A rich Green Bell Pepper stew. Very warming on a cold day. It comes from Hungary and is a typical peasant meal.
- In a large frying pan, saute the onions& garlic in olive oil, until limp, approx 2 minutes.
- Add sliced sausage& chilli and cook, mixing with onions& garlic for approx 5 minutes.
- Add bell peppers and mix well with onions, garlic& sausages.
- Add salt and pepper, to taste.
- Turn heat down and add Tomatoes.
- Let simmer until the peppers are soft.
- Keep simmering for a further 2 minutes and serve with rice or mashed potatoes.
My Hungarian grandmother used to make this all the time. (although she made it with regular pork sausage instead of chorizo and added paparika as well) She used to make huge batches and can the leftovers. We ate a lot of it during the winter and fall when we helped harvest the garden for her.
It is a great Hungarian dish.My son could eat it every week. I don't use chili,I use sweet Hungarian paprika,maybe 2 Tabls.It can be served without the sausage,as a vegetable side dish,
It's nice to have this recipe available for everyone, not just Hungarians. I made this for a friend who is allergic to peanuts and just about every other food in the world and he was about ready to propose marriage! When I make it I use waay more onions, and about equal amounts, volume wise of onions, peppers, and tomatoes. My husband and I go on a marathon of chopping, we set up 4! frying pans to start the onions and green peppers toasting with the overhead fan going full blast. We deglaze each pan with Sutter Home wine (just a spash in each) because we prefer regular pans to get some nice fast browning on the onions which means, you must deglaze. If you use nonstick pans, it will take you forever to brown the onions slightly. Anyway, we take a tiny break and wipe our eyes while the onions start to heat up, then chop the tomatoes and the rest of the peppers. Put the peppers in a stockpot with a drop of oil and the lid on so they steam cook. Add the onions and tomatoes to the stockpot, add any spices, and let it bubble slowly for at least 2 hours.
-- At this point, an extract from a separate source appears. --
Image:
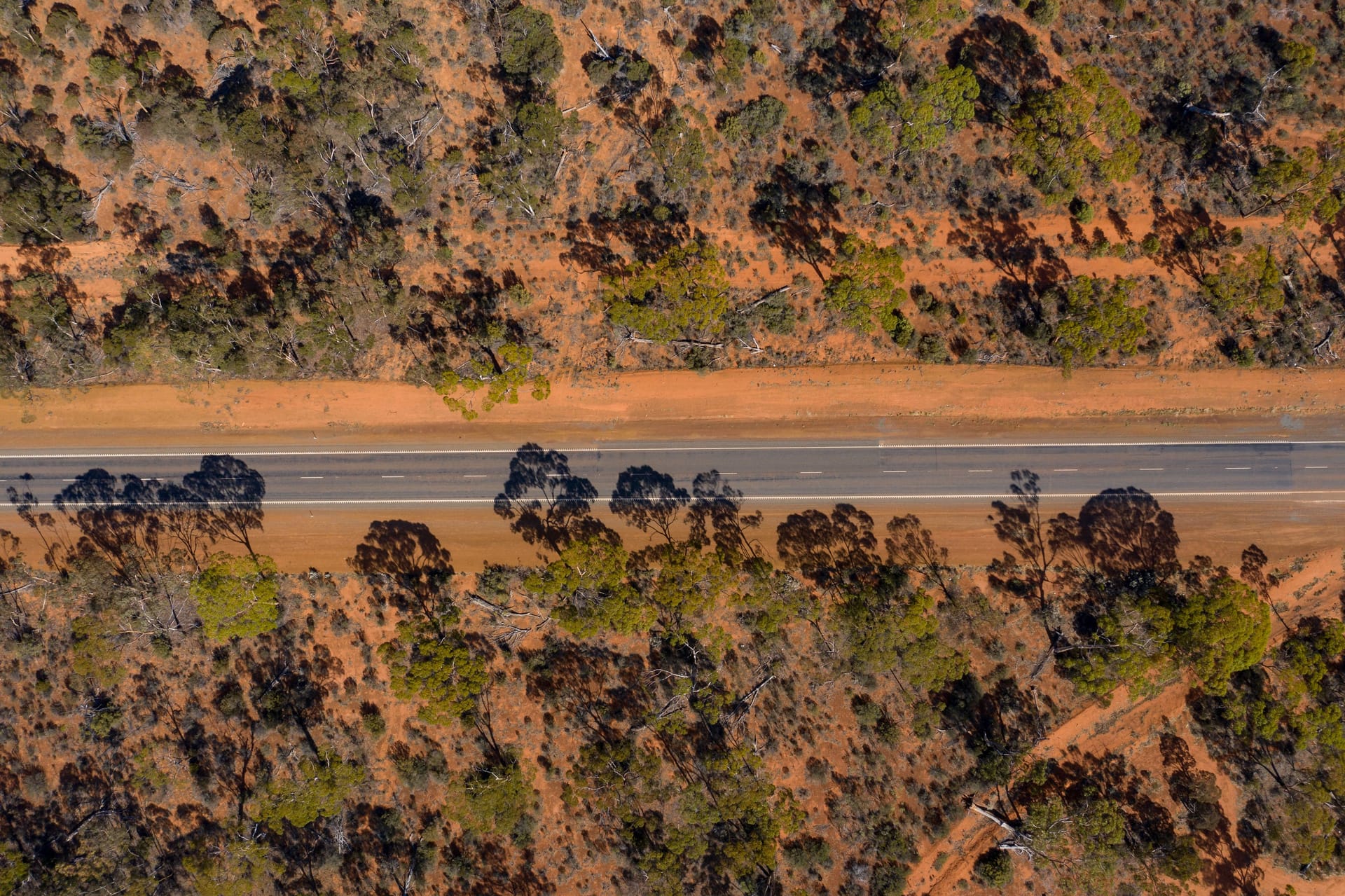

When everything is nice and soft, we crush the veggies against the side of the pot with a slotted spoon (metal spoon) to thicken the stew. At this point we bring the temperature all the way up to a bubble again (if needed) and add chopped (not crushed) garlic cloves (for 3/4 of a stockpot, we add about 12 cloves), then immediately turn off the heat and remove the stockpot to a different burner because we have an electric stove. The garlic shouldn't be cooked to death. Bay leaf and marjoram are allowable herbs in this dish, but many people leave them out. I like to use andhouille sausage if I can't get real kolbasz, but you can find lots of Euro markets that carry hungarian kolbasz these days if you look. My mother used polish keilbasa and it was fine. We also added a bit of cooked rice at home. I now add cooked brown rice and it's still just as good. There are other allowable adjuncts to the dish: eggs, ham, crutons, etc. Experiment and find something you like. Letcho is also an ingredient in many Hungarian dishes. It's always best to use fresh peopers and tomatoes, but in the winter, when you couldn't get it, canned letcho was used instead. Then it became a traditional additive. Try it in a braised meat dish, you might like it.